I turn my head to the side where the road is and beyond a the house with a stone wall and ivy climbing to the roof. There are flowers in pots by the windows, purple and blue. The grass verge at the front is messy, uncut and unruly.
I take a deep breath, my soul quivering. It is easy to ignore the low drone of the A-road just beyond this otherwise idyllic village. They even have a village store, the sign freshly painted in glossy white, the letters bold and black against the pale background.
It’s been a good day, I think. And this is the perfect ending to it.
We drove along quiet roads in the morning, meandering our ways through the back lanes of North Somerset and Wiltshire to reach a sleepy village at the northern edge of the Cranborne Chase AONB. I walked here with a friend nearly a year ago, the memories of that walk etched so deeply in my memories, they still make me quiver. We traipsed for hours in the countryside without seeing another soul, dipping down into the valleys below the hills where we trod for refreshments in pubs. We dipped into river, refreshing our souls and bodies into their cool waters. We laid our head down in fields and forests we shared with bucks and does, our eyes glowing with the fire of each sunsets we witnessed.
The world was different then. Hopping into a train to meet up was an easy thing, dipping in and out of pubs and cafés to ask for a pint or a coffee and a refill of our water bottles was not something to plan.
My hand reaches for a warm chip in the bowl in the middle of the table. Hot to the touch, it nearly burns my tongue but I do not care. I am sitting at a pub, at the end of a long walk on a Saturday, and it feels a little bit like life again.
We had not intended to stop at the pub. When they re-opened we both agreed not to go, but here, in the later afternoon haze, our bodies spent from the walk and not quite enough water, it was a matter of fact to sit at this table outside this pub.
A member of staff had disinfected it before our eyes as we approached. Cocooned in a two metres wide bubble marked by black and yellow tape, we sat down, not thinking about the consequences. We squirted hand gel into our palms, a gesture that is becoming too familiar, the smell of the particular brand we have been using a part our olfactory memory now. Another member of staff came to take out order, a sign at the door ordering us to wait outside.
I take another sip of my ale, the liquid tasting better in this setting than it would have in a bottle in my house. Locals come and go, shouting at one another across the distances marked on the ground. A man swigs the last of his whiskey glass into his mouth before continuing his conversation.
‘She’s a weird one,’ he comments about a girl I do not know but instantly like.
‘Don’t say that,’ the woman interjects.
‘Well she is,’ he insists as they walk away, peace returning to the village, the drone of the A road audible once more.
My partner calls the pub from her cellphone to ask for the bill, the members of staff too busy inside to patrol the outside tables at regular interval.
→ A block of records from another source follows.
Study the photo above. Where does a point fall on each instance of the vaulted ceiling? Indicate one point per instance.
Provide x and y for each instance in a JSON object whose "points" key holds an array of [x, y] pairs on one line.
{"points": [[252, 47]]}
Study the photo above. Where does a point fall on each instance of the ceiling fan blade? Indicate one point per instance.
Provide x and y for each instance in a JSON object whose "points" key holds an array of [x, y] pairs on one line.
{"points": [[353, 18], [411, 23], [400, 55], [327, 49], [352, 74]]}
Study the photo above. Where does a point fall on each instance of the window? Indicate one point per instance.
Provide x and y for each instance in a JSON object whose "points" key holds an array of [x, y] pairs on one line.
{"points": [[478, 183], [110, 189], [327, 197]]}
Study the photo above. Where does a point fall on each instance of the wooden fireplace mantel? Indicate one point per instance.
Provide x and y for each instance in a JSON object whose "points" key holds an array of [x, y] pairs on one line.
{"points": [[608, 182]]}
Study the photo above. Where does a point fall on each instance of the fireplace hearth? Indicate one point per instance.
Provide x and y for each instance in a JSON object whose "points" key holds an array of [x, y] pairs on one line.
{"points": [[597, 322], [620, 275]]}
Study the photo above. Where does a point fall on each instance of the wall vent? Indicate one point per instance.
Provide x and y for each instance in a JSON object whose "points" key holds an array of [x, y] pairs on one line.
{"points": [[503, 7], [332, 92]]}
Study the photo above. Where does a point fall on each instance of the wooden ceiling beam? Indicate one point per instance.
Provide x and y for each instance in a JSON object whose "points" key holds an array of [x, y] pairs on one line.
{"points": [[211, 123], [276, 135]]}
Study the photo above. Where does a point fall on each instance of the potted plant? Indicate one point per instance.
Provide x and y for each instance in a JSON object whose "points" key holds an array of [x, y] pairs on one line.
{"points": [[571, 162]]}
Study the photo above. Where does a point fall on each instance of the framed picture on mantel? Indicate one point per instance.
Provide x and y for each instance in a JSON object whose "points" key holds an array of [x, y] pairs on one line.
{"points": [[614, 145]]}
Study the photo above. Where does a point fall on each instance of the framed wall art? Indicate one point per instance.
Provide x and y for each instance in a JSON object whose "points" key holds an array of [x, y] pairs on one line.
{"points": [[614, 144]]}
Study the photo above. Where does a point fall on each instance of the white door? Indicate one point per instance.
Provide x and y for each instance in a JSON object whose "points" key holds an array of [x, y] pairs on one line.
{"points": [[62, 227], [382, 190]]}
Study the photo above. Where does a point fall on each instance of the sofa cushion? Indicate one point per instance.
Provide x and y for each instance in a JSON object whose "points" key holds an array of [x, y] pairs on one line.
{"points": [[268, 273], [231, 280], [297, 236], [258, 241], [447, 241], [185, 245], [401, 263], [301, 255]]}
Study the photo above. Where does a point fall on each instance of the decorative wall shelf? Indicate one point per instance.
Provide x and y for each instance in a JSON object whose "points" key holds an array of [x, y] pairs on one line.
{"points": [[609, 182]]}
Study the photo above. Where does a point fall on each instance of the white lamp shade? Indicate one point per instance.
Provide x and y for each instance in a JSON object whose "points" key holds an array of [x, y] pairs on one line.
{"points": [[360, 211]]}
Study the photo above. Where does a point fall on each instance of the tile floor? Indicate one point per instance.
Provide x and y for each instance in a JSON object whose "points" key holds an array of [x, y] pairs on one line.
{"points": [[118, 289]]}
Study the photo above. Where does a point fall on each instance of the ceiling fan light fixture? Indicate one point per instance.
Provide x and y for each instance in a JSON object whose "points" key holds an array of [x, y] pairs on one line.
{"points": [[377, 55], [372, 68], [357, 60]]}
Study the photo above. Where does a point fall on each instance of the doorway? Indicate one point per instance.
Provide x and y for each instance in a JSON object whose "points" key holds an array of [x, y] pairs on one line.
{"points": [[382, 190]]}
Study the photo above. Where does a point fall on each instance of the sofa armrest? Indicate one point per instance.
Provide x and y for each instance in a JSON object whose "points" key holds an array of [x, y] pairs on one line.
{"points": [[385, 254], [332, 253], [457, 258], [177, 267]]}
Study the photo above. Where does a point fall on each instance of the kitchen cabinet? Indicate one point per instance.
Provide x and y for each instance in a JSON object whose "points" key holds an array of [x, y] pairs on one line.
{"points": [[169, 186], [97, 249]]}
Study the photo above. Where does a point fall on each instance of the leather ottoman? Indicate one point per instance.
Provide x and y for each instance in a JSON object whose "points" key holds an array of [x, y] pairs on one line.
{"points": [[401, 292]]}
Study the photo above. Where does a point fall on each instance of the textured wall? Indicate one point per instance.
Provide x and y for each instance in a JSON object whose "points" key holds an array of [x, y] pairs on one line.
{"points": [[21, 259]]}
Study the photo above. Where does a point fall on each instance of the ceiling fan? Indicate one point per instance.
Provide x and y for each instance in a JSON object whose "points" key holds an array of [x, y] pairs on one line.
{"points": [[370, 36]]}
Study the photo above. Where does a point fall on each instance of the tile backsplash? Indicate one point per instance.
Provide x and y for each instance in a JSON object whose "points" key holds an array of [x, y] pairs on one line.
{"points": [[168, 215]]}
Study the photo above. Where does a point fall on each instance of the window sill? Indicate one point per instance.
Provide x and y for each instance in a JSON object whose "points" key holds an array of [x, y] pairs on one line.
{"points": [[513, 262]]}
I step into the entrance of the pub, the card machine losing connection if it gets out. I tap my card as quickly as I can on the screen and step out, waiting for confirmation the payment has gone through.
We sling our backpacks on our shoulders again. ‘The river route or the road one?’
‘The river route.’
It is an easy answer, one that doesn’t require any thought even though the light is beginning to fade. We still have a couple of hours of daylight ahead of us. We find the river easily, the air a little cooler by its side. We duck under the A-road, motor vehicles unaware of what lay beneath their wheels, and leave it behind, bleating sheep gradually getting louder around us.
Through nettles and overgrown paths, we carry on until we run out of path and have to join the asphalt again. We tread it quietly, our steps taking to the middle of the road. We pass houses, conversations dipping as people see us pass, an unusual sight in their quiet rural escape.
We reach the car, drink from the water bottle I left there on purpose, and start our journey back. The sun is dipping below the horizon, blinding our eyes to the road ahead. I dip my head out of the window, repeating over and over ‘you’re okay. You’re okay. You’re okay,’ to my partner who can barely see the road through the glare of the windscreen.